A News & Observer investigation in 2021 revealed that Neppalli, a native of India, was accused of bilking 15 investors out of $1.9 million in business loans that he acquired through his connections with the Triangle’s Indian community.

Federal investigators said Neppalli would ask interested investors to provide money in a short amount of time, sometimes on the same day, to help close the transaction, according to a news release.

Neppalli promised to return their principal investment plus a profit within a few months, and often asked his victims not to discuss the transaction with other members of the Indian American community, they said, sometimes mentioning a non-disclosure agreement.

He used money from subsequent victims to repay earlier investors, investigators said.

A town spokesman told The N&O that Chapel Hill staff investigated Neppalli’s work but did not find any irregularities.

Neppalli could have faced up to 20 years in prison for the original 23 charges, federal officials have said.

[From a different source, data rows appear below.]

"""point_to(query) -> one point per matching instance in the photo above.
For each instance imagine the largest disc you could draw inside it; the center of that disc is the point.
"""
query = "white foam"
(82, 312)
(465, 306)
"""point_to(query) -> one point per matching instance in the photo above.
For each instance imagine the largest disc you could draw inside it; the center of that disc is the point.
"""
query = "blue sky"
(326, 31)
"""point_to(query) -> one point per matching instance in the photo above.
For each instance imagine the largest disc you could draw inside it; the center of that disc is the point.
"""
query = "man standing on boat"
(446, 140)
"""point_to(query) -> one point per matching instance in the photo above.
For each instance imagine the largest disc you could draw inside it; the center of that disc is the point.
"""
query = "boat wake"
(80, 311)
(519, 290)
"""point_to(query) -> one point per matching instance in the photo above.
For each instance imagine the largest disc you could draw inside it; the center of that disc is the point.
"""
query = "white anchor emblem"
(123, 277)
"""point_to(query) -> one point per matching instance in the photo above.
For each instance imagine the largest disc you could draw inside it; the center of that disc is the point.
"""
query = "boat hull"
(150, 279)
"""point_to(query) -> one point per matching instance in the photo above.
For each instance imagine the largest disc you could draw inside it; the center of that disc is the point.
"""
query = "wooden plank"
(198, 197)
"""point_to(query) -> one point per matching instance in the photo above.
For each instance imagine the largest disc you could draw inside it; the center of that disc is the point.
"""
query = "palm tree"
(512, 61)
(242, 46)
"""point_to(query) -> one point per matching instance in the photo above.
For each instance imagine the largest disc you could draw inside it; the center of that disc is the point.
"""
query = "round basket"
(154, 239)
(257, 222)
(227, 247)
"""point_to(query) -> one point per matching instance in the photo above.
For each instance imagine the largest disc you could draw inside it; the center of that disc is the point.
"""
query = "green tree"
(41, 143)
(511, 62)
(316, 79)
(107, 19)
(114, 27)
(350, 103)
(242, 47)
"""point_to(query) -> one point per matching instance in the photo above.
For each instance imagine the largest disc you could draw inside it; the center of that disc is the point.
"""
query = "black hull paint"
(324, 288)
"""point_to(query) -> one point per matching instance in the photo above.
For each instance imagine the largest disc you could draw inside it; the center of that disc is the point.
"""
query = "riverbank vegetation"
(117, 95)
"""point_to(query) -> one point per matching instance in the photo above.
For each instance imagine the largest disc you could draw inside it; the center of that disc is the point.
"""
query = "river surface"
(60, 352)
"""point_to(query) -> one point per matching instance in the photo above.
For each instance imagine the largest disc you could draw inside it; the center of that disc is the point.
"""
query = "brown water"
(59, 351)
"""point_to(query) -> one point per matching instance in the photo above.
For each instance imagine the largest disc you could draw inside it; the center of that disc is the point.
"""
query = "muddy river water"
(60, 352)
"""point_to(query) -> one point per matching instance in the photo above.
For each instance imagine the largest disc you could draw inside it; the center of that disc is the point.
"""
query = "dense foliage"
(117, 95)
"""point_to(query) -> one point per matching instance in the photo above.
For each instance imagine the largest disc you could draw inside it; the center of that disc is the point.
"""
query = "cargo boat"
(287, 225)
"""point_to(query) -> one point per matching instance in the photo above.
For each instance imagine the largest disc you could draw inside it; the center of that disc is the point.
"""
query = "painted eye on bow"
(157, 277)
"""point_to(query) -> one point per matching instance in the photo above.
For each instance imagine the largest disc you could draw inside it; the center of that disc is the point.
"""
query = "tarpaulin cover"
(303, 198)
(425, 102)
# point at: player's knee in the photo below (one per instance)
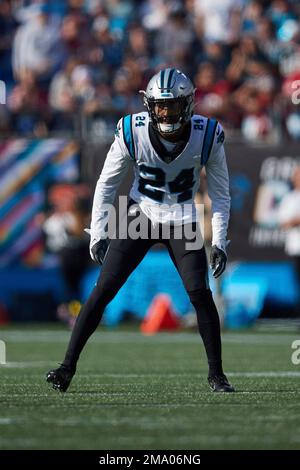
(107, 285)
(202, 295)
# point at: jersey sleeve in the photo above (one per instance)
(116, 165)
(218, 187)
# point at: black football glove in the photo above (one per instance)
(98, 250)
(218, 260)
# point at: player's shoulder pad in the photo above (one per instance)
(124, 131)
(213, 139)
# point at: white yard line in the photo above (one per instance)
(106, 337)
(32, 364)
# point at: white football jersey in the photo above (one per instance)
(165, 188)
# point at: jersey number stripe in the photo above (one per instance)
(151, 179)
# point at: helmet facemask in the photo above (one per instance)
(170, 114)
(169, 99)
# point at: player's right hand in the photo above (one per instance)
(98, 250)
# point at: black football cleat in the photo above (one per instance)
(219, 383)
(60, 378)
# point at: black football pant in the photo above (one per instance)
(122, 257)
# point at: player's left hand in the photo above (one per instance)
(218, 260)
(98, 251)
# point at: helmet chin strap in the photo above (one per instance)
(168, 128)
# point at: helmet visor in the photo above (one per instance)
(167, 111)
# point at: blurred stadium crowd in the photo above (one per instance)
(75, 66)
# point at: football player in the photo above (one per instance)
(168, 146)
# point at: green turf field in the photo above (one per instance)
(136, 392)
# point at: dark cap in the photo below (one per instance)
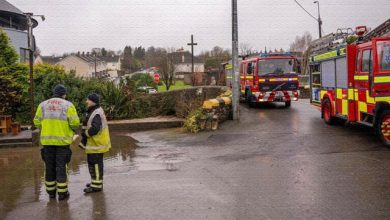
(59, 90)
(94, 98)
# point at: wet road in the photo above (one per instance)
(275, 163)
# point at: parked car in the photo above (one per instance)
(147, 90)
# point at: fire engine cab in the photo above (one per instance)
(351, 80)
(269, 78)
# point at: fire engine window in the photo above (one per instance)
(366, 61)
(328, 74)
(384, 56)
(341, 73)
(249, 69)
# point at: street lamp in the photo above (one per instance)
(30, 39)
(319, 18)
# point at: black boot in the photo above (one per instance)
(63, 196)
(52, 194)
(92, 190)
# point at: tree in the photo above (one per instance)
(8, 55)
(126, 60)
(301, 43)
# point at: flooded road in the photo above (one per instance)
(22, 170)
(275, 163)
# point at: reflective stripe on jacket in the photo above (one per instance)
(56, 118)
(99, 143)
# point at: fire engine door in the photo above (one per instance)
(250, 74)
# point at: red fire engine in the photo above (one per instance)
(352, 81)
(269, 78)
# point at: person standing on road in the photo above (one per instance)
(95, 141)
(57, 120)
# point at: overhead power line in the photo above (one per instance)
(306, 10)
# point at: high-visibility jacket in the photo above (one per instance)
(57, 119)
(99, 143)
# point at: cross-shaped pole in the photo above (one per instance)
(192, 44)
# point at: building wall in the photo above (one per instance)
(81, 67)
(73, 63)
(18, 40)
(187, 67)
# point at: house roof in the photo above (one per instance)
(89, 58)
(110, 59)
(51, 59)
(6, 6)
(8, 10)
(178, 57)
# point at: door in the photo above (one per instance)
(380, 86)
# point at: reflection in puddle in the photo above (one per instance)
(21, 171)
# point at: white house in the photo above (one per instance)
(113, 65)
(183, 65)
(14, 23)
(84, 65)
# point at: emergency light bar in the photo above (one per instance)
(274, 54)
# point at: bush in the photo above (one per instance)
(191, 123)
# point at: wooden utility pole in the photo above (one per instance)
(192, 44)
(236, 74)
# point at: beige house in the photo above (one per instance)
(85, 66)
(183, 66)
(113, 65)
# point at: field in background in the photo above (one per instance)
(178, 85)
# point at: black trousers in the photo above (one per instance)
(56, 160)
(95, 167)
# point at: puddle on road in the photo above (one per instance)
(22, 170)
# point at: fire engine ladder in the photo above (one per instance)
(381, 30)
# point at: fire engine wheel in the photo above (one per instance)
(327, 112)
(384, 127)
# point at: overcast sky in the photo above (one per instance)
(77, 25)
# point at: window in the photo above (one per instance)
(384, 55)
(24, 55)
(249, 69)
(328, 74)
(341, 73)
(366, 61)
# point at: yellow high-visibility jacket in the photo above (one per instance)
(57, 119)
(99, 143)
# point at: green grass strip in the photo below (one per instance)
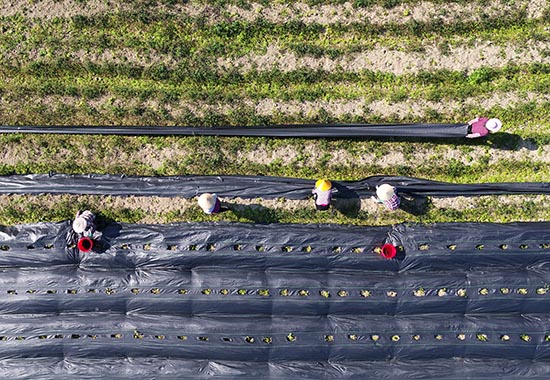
(487, 209)
(183, 37)
(202, 82)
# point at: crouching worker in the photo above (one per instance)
(482, 126)
(322, 193)
(210, 203)
(387, 195)
(84, 228)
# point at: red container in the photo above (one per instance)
(85, 244)
(388, 251)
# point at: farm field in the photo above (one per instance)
(237, 62)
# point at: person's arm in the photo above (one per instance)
(473, 121)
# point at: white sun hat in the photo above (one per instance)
(385, 192)
(207, 202)
(79, 225)
(493, 125)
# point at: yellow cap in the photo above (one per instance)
(323, 184)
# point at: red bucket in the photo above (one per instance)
(85, 244)
(388, 251)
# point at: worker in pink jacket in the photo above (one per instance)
(482, 126)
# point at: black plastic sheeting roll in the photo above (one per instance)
(248, 186)
(296, 130)
(223, 300)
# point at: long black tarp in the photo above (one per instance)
(296, 130)
(282, 301)
(248, 186)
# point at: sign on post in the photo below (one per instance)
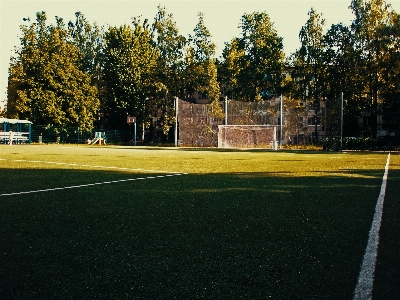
(131, 120)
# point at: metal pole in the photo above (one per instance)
(134, 136)
(226, 110)
(176, 121)
(341, 121)
(280, 124)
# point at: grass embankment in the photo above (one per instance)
(240, 224)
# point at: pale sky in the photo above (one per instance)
(221, 17)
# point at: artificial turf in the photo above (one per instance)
(234, 225)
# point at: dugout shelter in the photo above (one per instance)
(15, 131)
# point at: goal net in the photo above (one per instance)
(247, 136)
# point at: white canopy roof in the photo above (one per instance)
(14, 121)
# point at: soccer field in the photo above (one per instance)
(81, 222)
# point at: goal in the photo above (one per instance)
(247, 136)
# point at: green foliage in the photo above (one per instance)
(130, 62)
(46, 84)
(254, 62)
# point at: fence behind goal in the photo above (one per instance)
(247, 136)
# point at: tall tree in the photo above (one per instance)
(130, 64)
(372, 18)
(170, 45)
(340, 59)
(309, 65)
(200, 64)
(46, 84)
(255, 62)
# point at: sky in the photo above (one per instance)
(221, 17)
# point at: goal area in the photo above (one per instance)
(247, 136)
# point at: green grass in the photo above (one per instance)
(239, 225)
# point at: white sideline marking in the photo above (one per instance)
(85, 185)
(366, 277)
(92, 166)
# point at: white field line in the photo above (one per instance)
(171, 174)
(366, 277)
(90, 166)
(90, 184)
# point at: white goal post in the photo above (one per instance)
(247, 136)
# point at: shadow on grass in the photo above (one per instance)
(220, 236)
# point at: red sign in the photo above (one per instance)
(131, 120)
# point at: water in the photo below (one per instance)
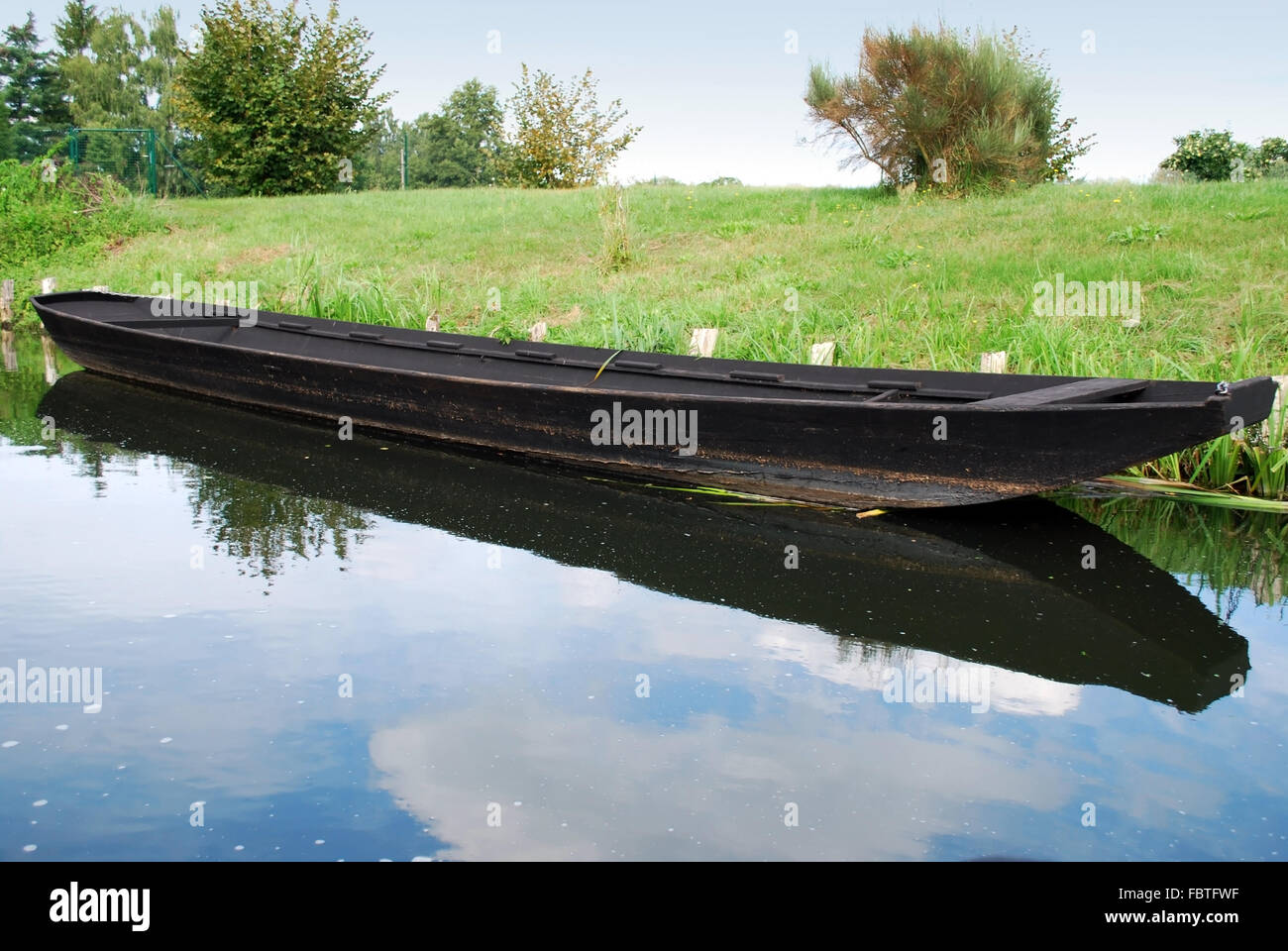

His bankruptcy case is still pending in federal court. Four investors who spoke with The N&O said they knew Neppalli through mutual friends or state and national Indian cultural groups.

“Neppalli swindled members of his own tight-knit community,” the state’s FBI Special Agent in Charge Robert DeWitt said. “He pretended to have inside information to make them rich, instead many victims lost their entire life savings.”